Genuine. The word hooked itself in Taylor's mind, catching like a burr. Lisa was wrong, she thought, with a flush of shame. She didn't feel genuine. How could she, after years of staying quiet, blending in, enduring, keeping her hatred at a slow tarry boil until that inevitable day when it'd spark and catch and burn and the inferno would rise up and drown her—
"...Sure," she said, stiff and strained, letting her voice dam the tide. "Whatever you say." The elevator doors opened, revealing an interior of polished black marble, and she quickly stepped inside to face the wall.
"Hey, Taylor?"
Against her better judgement, she turned, watching Lisa's Web instead of her face. It thrummed happily, twisting and fluctuating, the nodes and shoots and waves free and alight and alive. With every link, the brightest ones would let off showers of sparks, going from gold to platinum to white…
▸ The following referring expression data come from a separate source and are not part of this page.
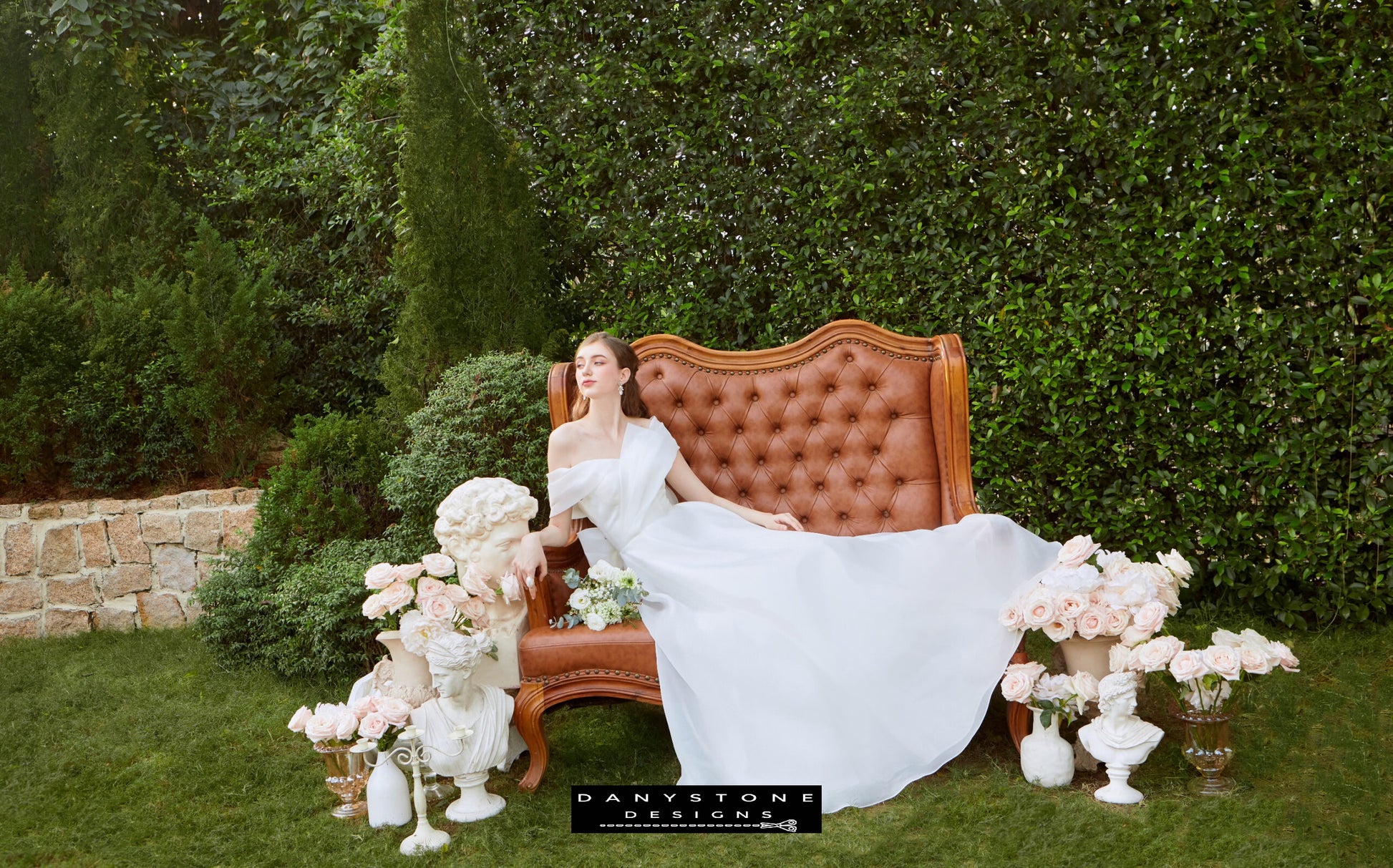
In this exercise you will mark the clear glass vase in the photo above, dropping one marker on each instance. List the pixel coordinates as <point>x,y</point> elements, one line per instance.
<point>1207,748</point>
<point>346,775</point>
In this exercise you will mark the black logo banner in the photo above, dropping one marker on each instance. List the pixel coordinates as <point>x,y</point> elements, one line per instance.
<point>691,809</point>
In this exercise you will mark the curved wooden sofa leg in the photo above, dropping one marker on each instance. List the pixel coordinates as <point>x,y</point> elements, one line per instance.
<point>1017,715</point>
<point>527,713</point>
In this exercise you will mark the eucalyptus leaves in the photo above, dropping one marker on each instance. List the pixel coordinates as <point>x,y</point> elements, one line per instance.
<point>606,595</point>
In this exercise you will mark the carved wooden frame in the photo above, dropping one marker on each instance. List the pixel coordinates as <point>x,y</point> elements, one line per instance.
<point>948,389</point>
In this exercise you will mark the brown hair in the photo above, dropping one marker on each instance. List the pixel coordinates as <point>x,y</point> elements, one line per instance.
<point>630,404</point>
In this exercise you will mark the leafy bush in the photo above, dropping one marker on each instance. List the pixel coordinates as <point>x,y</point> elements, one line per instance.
<point>301,620</point>
<point>119,404</point>
<point>1160,230</point>
<point>229,354</point>
<point>488,417</point>
<point>325,488</point>
<point>41,348</point>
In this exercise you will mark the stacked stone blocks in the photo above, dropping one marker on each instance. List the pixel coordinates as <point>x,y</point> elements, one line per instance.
<point>115,565</point>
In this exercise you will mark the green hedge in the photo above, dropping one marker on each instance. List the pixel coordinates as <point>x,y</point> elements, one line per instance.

Taylor→leave→now→broken→friend→try→wait→wish→fix→help→
"Good→luck."
Taylor felt the nodes as Lisa spoke them, the waves of the Second Web shifting beneath her lens, slowly rising into clarity—but the doors shut before they could, and Lisa's Web became a fuzzy, glowing smudge. The elevator began its descent, buttery-smooth, but she kept her lens fixed upward, watching the nodes paint luminescent trails inside her head until every last glimmer of gold had faded away.